When Russia was faced with city battles – Kyiv, Kharkiv City, and Kherson City – they chose to abandon each while establishing more defensible defensive positions elsewhere. Ukraine, on the other hand, chose to fight for their major cities. The results are telling... As far back as December, it was clear that Ukraine would not be able to keep Bakhmut. Once Russian troops advanced around the flanks of the city and took all the roads supporting the garrison under fire control, the chances of holding the city fell to almost zero. What Ukraine could and should have done is follow the Russian example at Kherson and withdraw to the next prepared defensive position in the vicinity of Kramatorsk or Slavyansk.

Strategy, Logistics, and Operations all trump Tactics. Individual bravery on the part of conscript soldiers is irrelevant. Praise from the victors about courageously their opponents died means nothing in these circumstances.
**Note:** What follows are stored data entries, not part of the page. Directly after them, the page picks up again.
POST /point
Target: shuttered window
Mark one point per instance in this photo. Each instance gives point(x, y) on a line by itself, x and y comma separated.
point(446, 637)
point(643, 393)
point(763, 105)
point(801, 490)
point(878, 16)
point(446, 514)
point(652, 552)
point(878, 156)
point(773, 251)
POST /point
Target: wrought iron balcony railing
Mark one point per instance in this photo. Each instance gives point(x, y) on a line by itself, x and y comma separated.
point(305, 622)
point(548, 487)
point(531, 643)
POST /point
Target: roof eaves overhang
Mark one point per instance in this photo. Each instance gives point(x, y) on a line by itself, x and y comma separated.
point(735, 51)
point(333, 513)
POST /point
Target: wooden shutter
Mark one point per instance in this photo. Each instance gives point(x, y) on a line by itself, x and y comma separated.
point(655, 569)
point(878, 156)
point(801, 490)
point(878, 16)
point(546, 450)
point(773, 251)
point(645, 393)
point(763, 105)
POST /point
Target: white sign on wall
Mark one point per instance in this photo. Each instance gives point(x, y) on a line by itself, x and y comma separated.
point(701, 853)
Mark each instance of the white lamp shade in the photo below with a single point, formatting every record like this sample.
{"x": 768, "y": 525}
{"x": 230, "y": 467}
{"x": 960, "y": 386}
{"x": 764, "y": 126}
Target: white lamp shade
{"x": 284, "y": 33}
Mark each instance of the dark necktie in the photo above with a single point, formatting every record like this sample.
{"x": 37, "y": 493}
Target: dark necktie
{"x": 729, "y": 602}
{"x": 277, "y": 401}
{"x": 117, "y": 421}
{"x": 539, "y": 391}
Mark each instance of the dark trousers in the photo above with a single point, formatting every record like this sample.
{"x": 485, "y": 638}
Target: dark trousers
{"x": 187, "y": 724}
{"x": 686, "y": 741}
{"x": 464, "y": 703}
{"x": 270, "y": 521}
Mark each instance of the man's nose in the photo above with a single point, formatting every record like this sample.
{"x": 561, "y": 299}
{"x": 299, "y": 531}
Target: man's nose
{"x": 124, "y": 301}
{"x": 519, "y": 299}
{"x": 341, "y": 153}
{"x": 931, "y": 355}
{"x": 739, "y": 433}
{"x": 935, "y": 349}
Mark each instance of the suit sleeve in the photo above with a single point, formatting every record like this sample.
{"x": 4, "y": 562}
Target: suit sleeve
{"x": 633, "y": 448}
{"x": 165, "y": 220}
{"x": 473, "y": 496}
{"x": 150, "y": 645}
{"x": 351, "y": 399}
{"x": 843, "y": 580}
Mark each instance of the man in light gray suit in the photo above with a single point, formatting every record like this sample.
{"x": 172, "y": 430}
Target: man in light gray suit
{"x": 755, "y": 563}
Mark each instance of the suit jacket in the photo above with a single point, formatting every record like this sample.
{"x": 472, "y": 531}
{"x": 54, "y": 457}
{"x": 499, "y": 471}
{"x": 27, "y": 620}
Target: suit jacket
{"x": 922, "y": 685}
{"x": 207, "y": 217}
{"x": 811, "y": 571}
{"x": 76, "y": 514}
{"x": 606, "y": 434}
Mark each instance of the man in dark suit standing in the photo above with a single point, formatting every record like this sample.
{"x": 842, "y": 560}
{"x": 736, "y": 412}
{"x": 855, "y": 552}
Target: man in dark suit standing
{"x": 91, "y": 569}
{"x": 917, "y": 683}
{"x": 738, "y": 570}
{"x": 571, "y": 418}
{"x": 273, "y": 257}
It’s one thing when an overmatched force like the Sacred Band of Thebes or the 300 Spartans at Thermoplylae fight to the last man while inflicting a disproportionate number of casualties on the victorious enemy, it’s another when a numerically superior force that is fighting on the defensive in well-prepared positions not only manages to lose, but get annihilated by ground forces that largely consist of a mercenary light infantry that is at least fifty percent convicts. (Yes, I know the air support and artillery, including the tanks, are regulars.) It’s the observable military performance that matters, and the repeated failures of the UFA at Mariupol, Severodonetsk, Lysychansk, Soledar, and Bakhmut appears to be approaching comprehensive, if not proverbial.

This Ukrainian operational incompetence is intentional, of course. Neither the Fake Ukrainians who nominally run the Kiev regime nor the US-based neoclowns who give them their orders have any interest in sparing the lives of the Ukrainians who are so bravely, and so foolishly, marching obediently into the Russian meatgrinder. The satanic clowns are never happier than when they’re able to arrange a fratricidal European war, and the retarded Ukrainians are reaping the inevitable consequences of obeying foreign rulers who hate them and are ruthlessly sacrificing them in order to preserve the illusion of their global neo-empire.

But the illusion will not be preserved, no matter how many Ukrainians are sacrificed to Russian artillery shells prior to the “surprise” attack by NATO forces in July. Sooner or later, Ukraine will fall, followed eventually by the New International Rules-Based World Order. As Simplicius notes, Russia is doing the right thing as it prepares for the battle against the real enemy.

I believe what Russia is doing is the smart thing, weakening the opponent for as long as it takes with a style of warfare that favors Russia greatly. Why be rushed into offensive actions just because bloggers on Telegram are getting jittery, and sustain losses, when you can easily destroy your opponent from long range indefinitely, then swoop in to finish him off when he’s barely able to resist.